Emigranci – 12. września naród dał wyraz swoim lękom
12. września przez Warszawę przeszła manifestacja pod przewodem ksenofobów i rasistów, ale nie tylko taki narybek stanowił o jej liczbie. Przyszli też zademonstrować swoje niepokoje zwyczajni obywatele, którzy boją się obcych i wszystkiego, co ze świata… Ci ludzie kochają Polskę, kochają swój dom, swoją ulicę a głusi są na co dzień, gdy zewsząd dochodzą głosy, że Polski już nie ma! Nikt wtedy palcem sam w dziurawym bucie nie ruszy…

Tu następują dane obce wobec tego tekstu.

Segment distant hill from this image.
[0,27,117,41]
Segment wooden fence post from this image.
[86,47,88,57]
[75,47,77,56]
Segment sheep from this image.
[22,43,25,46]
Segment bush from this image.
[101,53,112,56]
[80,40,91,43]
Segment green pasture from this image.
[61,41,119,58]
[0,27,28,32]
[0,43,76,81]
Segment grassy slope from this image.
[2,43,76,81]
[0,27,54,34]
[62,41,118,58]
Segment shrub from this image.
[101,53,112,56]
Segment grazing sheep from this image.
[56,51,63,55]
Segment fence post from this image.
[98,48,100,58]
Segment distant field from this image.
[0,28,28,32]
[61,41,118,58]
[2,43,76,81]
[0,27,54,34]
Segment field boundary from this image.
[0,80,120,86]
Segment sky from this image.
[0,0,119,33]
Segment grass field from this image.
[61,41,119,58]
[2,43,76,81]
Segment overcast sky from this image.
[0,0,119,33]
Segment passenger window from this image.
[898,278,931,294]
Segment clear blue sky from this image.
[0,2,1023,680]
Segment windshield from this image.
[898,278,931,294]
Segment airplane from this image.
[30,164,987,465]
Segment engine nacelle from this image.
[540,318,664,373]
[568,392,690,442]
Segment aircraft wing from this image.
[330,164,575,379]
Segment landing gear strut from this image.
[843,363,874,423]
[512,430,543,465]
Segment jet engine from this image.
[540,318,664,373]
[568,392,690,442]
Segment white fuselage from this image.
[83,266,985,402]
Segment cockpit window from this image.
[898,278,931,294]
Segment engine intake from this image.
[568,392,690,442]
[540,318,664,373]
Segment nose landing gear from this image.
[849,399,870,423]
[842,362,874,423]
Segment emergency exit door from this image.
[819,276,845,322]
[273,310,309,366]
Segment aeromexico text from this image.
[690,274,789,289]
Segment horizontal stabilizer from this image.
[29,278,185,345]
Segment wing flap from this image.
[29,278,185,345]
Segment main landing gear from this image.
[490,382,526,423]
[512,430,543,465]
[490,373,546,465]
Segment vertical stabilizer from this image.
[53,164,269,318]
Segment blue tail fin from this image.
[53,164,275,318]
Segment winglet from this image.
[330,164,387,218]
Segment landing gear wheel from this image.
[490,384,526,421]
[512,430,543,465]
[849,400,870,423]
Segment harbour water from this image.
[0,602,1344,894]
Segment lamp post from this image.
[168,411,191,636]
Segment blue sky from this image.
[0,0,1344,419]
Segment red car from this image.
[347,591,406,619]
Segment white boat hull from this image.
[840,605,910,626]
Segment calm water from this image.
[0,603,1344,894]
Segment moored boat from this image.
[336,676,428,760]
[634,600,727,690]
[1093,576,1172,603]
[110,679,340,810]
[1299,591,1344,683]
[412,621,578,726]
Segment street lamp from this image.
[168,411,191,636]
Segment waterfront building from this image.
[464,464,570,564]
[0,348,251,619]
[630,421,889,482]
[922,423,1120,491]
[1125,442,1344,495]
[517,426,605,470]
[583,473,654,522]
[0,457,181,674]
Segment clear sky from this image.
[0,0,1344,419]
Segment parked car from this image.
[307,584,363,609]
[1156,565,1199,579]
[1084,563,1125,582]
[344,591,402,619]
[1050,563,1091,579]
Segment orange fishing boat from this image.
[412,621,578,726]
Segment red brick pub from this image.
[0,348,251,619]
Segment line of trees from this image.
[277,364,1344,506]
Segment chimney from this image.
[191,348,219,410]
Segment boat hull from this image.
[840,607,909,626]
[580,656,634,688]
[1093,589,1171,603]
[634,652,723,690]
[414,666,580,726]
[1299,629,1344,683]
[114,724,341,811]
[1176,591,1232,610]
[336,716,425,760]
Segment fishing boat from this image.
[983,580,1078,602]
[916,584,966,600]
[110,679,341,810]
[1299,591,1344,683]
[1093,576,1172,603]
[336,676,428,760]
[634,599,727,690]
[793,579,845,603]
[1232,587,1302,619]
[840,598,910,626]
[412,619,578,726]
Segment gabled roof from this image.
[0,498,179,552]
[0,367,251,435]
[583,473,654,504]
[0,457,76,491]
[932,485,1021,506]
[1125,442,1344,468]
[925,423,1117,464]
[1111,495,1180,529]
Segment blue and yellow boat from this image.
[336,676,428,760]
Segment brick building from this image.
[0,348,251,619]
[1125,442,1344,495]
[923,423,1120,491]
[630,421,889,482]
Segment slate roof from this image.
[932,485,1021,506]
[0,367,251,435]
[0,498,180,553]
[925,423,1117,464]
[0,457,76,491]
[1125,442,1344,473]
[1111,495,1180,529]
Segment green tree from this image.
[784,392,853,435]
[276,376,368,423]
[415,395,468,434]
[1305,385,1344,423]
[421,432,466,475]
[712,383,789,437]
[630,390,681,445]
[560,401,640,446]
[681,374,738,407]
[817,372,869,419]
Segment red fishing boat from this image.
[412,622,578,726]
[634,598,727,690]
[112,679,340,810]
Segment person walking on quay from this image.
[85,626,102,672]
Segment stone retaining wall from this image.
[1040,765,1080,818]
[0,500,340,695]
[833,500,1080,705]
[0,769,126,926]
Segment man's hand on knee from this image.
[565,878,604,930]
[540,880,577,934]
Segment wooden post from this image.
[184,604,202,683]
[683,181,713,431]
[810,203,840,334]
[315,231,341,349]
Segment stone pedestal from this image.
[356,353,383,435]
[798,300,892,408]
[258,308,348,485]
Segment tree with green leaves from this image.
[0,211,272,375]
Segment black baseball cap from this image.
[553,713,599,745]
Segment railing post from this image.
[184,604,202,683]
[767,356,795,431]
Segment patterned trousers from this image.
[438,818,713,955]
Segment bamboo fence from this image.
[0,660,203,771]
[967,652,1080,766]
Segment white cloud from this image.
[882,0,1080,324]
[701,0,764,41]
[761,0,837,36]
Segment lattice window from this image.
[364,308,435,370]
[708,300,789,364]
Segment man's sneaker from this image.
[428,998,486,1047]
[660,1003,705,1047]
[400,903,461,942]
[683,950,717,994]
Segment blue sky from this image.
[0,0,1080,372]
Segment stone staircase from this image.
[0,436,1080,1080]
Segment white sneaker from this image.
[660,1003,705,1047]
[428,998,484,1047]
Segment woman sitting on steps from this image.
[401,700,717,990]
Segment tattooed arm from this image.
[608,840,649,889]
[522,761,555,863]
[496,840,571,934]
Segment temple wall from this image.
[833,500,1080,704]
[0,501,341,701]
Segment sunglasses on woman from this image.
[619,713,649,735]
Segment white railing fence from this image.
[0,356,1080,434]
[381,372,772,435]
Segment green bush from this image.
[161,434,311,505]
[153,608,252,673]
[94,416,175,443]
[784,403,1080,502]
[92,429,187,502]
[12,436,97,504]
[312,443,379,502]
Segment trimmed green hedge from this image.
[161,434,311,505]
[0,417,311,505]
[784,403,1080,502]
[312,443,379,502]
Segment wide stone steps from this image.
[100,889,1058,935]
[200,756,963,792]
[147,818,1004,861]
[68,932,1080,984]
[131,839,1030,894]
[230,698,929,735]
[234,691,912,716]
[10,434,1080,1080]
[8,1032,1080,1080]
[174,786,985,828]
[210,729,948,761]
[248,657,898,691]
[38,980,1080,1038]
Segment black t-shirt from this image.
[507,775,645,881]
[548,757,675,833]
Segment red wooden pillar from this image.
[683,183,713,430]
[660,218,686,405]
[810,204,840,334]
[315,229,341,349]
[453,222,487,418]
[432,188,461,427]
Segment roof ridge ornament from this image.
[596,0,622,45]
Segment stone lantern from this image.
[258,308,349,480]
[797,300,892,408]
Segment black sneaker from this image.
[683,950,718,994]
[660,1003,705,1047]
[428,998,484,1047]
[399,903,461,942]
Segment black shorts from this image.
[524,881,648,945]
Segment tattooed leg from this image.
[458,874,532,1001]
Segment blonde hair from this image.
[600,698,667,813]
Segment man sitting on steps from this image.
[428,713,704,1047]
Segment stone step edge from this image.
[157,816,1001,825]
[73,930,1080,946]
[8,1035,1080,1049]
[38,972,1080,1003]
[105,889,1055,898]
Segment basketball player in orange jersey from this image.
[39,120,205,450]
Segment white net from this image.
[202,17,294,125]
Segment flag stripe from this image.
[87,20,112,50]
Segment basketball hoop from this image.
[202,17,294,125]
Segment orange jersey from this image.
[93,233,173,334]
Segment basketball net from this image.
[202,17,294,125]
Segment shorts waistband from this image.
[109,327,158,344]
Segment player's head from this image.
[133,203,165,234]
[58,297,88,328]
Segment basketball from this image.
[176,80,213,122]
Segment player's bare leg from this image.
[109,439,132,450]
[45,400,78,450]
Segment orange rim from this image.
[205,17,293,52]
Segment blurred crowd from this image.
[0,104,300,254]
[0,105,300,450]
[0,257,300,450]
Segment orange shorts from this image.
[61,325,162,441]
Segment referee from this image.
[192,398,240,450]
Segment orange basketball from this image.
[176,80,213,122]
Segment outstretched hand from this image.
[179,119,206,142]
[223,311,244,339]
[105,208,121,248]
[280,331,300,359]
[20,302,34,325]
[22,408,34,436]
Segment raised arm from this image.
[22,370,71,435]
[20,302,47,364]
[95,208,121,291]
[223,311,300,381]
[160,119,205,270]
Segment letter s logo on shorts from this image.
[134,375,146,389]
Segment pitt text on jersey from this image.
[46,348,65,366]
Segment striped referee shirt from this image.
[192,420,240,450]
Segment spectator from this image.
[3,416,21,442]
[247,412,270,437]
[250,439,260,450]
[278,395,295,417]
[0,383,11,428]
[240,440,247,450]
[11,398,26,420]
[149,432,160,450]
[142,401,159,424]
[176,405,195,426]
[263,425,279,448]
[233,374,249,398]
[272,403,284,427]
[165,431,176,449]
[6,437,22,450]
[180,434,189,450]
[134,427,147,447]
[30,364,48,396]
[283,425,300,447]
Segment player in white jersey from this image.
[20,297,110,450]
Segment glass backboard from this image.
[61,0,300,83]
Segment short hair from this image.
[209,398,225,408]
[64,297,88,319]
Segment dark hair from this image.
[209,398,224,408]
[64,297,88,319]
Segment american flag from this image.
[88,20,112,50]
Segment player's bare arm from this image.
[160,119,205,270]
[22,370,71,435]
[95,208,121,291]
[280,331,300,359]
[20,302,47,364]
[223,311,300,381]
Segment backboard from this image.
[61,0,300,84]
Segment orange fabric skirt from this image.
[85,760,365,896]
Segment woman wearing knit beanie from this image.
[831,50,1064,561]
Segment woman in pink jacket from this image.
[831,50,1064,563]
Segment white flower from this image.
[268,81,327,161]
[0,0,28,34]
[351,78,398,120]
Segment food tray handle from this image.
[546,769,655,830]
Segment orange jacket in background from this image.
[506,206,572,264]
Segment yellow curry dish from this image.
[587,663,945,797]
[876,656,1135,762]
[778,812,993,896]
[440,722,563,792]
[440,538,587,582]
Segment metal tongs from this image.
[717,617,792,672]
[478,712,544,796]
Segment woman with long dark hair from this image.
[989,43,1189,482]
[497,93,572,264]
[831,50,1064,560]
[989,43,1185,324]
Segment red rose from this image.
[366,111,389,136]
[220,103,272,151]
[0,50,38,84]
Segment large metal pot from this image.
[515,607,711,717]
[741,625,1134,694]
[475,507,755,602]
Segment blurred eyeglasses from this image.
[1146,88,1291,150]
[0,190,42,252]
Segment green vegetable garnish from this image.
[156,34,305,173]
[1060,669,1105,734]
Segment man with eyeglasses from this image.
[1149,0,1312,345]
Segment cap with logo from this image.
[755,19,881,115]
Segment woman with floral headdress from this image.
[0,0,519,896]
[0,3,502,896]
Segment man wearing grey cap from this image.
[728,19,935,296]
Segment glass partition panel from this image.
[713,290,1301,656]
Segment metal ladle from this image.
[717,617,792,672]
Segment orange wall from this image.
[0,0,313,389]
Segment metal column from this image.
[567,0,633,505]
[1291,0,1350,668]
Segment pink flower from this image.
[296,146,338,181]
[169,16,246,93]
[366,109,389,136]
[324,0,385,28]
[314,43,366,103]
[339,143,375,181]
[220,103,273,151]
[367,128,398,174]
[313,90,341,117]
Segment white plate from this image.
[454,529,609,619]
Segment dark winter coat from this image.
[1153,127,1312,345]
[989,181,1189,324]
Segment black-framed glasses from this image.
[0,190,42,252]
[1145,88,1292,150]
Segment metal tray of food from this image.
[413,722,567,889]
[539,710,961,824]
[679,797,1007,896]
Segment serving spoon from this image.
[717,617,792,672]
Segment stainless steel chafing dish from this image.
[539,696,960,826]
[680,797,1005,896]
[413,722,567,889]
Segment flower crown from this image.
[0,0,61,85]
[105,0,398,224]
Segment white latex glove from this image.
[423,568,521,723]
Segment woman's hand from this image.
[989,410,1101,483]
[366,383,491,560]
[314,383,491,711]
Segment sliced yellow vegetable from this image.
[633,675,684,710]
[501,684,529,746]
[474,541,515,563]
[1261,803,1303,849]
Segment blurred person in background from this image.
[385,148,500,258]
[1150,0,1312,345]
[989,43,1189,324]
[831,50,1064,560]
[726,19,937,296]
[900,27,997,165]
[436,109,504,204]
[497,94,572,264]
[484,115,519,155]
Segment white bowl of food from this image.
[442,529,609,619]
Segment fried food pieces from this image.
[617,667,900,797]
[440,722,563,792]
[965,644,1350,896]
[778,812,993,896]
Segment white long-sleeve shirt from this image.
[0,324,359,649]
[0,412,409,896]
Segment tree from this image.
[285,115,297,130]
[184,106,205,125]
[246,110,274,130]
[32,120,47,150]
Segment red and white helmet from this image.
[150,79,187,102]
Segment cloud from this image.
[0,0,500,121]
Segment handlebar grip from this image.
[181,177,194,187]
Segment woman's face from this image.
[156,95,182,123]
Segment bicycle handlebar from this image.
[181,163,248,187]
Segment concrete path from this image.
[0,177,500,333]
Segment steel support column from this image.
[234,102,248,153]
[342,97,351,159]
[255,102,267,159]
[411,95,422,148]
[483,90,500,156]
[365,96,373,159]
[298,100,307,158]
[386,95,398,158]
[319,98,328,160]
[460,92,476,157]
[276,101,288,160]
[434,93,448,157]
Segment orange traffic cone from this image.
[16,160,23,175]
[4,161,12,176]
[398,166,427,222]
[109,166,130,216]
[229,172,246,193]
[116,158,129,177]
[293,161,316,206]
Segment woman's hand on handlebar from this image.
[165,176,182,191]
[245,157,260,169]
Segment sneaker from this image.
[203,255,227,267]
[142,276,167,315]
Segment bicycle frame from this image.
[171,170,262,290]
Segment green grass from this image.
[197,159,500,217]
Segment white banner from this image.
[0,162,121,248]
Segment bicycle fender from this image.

Ten problem – jak zwykle w bojaźliwym stadzie owieczek – musi rozwiązać ktoś…
Jarosław Kaczyński, Ruch Narodowy, Janusz Korwin Mikke..?
Fałszywi prorocy z gotowymi receptami na uzdrowienie polskiego ciała i ducha.
Trwamy w stagnacji i ruinie, która rozprzestrzenia się po kraju jak nowotwór. Polska w budowie powoli nabiera swego właściwego kształtu, jaki zrodził się w umysłach “ojców założycieli”. RP to już tylko kraj tranzytowy, kraj magazynów i centrów logistycznych. Kraj montowni… Ludzie? Ludzie tu są niepotrzebni, bo gdy w zamyśle decydenci nie przewidują rozwoju tej pięknej ziemi – potrzebna będzie narodowa eutanazja. 10 milionów Polaków zagoni się do niewolniczej roboty, reszta lepiej urodzonych przybyszów (z Europy i nie tylko) spijać będzie śmietankę na rautach i balach. Drodzy “narodowcy” – boicie się emigrantów, boicie się, że przyjadą tu żyć na koszt podatnika! Czy boicie się, że zabiorą wam te niewolnicze etaty, co jest prawie niemożliwe, pokorne polskie cielęta..?
Emigranci z Afryki mają wielką siłę woli i cel. Jak tsunami – milionami zalewać będą kolejne europejskie granice w drodze do wyśnionego raju. Oni mają atut młodości i siły, Europa to geriatryczny trup. Narodowcy – Polski już nie ma, nie liczcie również na szalupę czy koło ratunkowe!
Nie ma co się pieklić – ani oni ani my nie jesteśmy już u siebie!
Jeśli nie macie chrześcijańskiego serca, problem emigrantów załatwi za was wasza parafia – każda weźmie na “przechowanie” jedną rodzinę z Afryki.
Resztę ściągnie aparat Państwa!
Interesy! Nie łudźcie się, młodzi ludzie o uspołecznionych sercach, chcący być “lewicą” lub “prawicą”. O dobru uciekinierów, tych z terenów walk i z terenów biedy, nie myśli nikt poza wami. Zwłaszcza ci, którzy najgłośniej krzyczą “za” lub “przeciw”.